ふるさと納税への批判が一斉に起き始めている。その理由としては、本来の趣旨と離れた返礼品の過熱競争が起きて、東京都だけではなく、北海道函館市など地方の中堅都市の中にも税収減となる自治体が出てきていることや、増収になる自治体も返礼品への支出を差し引くと増収は半分程度にしかならないことなどが挙げられる。
寄付を受けるのは返礼品の“豪華さ”ではなく自治体の政策で競うように変えるべきだ、というような提言(「朝日新聞」社説2月27日)もなされている。だが問題はそれだけなのか。
7年で20 倍以上に膨らむ
「ふるさと」に「寄付」の狙いは?
ふるさと納税とは、自分が選んだ自治体に寄付(ふるさと納税)をした場合に、寄付額のうち2000円を超える部分について、所得税と住民税から全額が控除される制度だ(所得などに応じて一定の上限はある)。 そもそもこの制度の趣旨を考えると、「ふるさと」と「寄付」という2つのキーワードが出てくる。

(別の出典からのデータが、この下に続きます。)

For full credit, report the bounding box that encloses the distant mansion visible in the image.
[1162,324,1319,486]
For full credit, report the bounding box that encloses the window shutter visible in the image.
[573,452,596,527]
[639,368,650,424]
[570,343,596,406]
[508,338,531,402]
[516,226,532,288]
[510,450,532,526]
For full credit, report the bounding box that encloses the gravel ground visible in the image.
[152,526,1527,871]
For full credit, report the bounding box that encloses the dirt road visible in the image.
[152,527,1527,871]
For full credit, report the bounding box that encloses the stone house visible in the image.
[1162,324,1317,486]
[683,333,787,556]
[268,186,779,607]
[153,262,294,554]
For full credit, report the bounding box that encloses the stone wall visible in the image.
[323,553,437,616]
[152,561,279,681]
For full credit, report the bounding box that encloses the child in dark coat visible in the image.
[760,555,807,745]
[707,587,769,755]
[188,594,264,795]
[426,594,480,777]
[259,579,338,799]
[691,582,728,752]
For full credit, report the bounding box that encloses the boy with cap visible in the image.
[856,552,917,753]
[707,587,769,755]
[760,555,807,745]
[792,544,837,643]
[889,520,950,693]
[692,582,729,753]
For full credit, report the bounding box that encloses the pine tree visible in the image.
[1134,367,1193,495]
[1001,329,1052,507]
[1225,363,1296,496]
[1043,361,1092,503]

総務省の「ふるさと納税研究会報告書」(07年10月)によると、この制度の趣旨は、「自分が生まれ教育を受けたが、その後は都会に出て働くことになったので、ふるさとの自治体には納税ができない。そこでお世話になったふるさとに、自分の意思で寄付ができる制度を作りたい」というものである。
背景にあるのは、たとえば東京と沖縄にある、人口一人当たりの3倍弱という地方自治体間の税収格差を、何とかしたいという考え方だ。